Paroles et musique : Ángel Villoldo (1903)
Porteños : nom des habitants de Buenos Aires
Mam'selle Yvonne
Mam'selle Yvonne était une minette
qui dans l' chouette quartier du vieux Montmartre
avec son air de joyeuse grisette
faisait danser les fêtes des Quat'z Arts.
C'était la môme du Quartier Latin
qui sut aux vers des rimes inspirer...
Mais un jour est venu un Argentin
et la Français' s'est mise à soupirer.
Madame Yvonne,
la croix du sud fut comme un signe.
Madame Yvonne,
comme un signe de ton destin...
Grise hirondelle,
ta peine est mon chagrin,
ta douleur est de neige...
Madame Yvonne.
Voilà dix ans qu'elle est venue ici.
Mam'selle Yvonne, aujourd'hui c'est Madame,
et voyant tout resté loin au pays,
avec des yeux tristes boit du champagne...
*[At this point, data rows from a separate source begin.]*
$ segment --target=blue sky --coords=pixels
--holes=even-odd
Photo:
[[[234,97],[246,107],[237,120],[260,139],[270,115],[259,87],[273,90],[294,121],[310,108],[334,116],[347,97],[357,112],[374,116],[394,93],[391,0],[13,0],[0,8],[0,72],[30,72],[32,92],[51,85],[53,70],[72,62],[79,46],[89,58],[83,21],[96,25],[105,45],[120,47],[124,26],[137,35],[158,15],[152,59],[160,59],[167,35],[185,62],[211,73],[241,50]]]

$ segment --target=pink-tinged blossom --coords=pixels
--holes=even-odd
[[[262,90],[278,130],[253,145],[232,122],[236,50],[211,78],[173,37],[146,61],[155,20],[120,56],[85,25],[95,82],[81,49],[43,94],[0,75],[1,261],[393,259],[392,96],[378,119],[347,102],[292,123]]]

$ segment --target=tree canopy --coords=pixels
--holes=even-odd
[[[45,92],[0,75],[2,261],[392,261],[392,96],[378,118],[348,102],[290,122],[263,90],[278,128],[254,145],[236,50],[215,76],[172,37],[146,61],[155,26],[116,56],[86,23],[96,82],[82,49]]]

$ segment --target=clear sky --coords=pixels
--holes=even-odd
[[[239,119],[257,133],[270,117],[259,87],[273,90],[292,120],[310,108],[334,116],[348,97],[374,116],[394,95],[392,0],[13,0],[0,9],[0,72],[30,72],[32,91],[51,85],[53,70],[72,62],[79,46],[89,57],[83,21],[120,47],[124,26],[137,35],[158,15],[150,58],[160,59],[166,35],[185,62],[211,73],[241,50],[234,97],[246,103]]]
C'est plus la môme du Quartier Latin,
c'est plus la bath petit' fleur de lys...
L'a tout perdu... y compris l'Argentin
qui, tango maté, l'a volée à Paris.
Paroles : Enrique Cadícamo
Musique : Eduardo Pereyra (1933)
Jacques Ancet, qui a fait cadeau de ces cinq tangos traduits par lui, est l'auteur d'une cinquantaine de livres (poèmes, romans, théâtre, essais). Il a traduit de nombreux poètes, et notamment Jean de la Croix, Francisco de Quevedo et Luis de Góngora. Il est l'un des douze grands poètes-versificateurs invités dans Traduire en vers ?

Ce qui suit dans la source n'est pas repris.